The ruling was a victory for three families, supported by the British Humanist Association (BHA), who claimed Nicky Morgan had taken a “skewed” approach and was failing to reflect in schools the pluralistic nature of the country.

Allowing their application for judicial review, Mr Justice Warby, sitting in London, ruled there had been “a breach of the duty to take care that information or knowledge included in the curriculum is conveyed in a pluralistic manner”.

Changes to RS GCSE subject content were announced last February, leading to complaints over the priority given to religious views, including Buddhism, Christianity, Hinduism, Islam, Judaism and Sikhism.

Earlier this year, the former Archbishop of Canterbury Rowan Williams was among 28 religious leaders who urged the government to rethink plans to leave humanism out of the new qualification.

The families seeking judicial review included one from Cumbria and one from Kent who cannot be identified.
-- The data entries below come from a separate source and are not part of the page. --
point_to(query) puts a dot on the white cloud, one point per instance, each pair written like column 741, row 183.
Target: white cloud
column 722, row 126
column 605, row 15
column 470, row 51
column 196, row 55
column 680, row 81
The third family is Kate Bielby, of Frome, Somerset, and her daughter Daisy.

David Wolfe QC, for the families, told the judge at a recent hearing that there was widespread concern “about the secretary of state’s failure to comply with her duty of neutrality and impartiality as between religious and other beliefs”.

Lawyers for the education secretary said neither domestic law nor the European Convention on Human Rights require equal consideration to be given to religious and non-religious views in the curriculum.

They argued that, although some schools rely on the RS GCSE to discharge their duty to provide religious education at key stage 4 for 14 to 16-year-olds, provision has been made for non-religious beliefs to be studied and what is in a school’s curriculum is a matter “for local determination” by individual school authorities.

Ruling in favour of the humanists, the judge said: “It is not of itself unlawful to permit an RS GCSE to be created which is wholly devoted to the study of religion.” But when the decision was reached to issue new subject content, an assertion was made that such a GCSE “will fulfil the entirety of the state’s RE duties”.

The judge said that was an assertion likely to be accepted and acted on by schools and their governing authorities.

“The assertion thus represents a breach of the duty to take care that information or knowledge included in the curriculum is conveyed in a pluralistic manner.”

As a result, he concluded that the education secretary “has made an error of law in her interpretation of the education statutes”.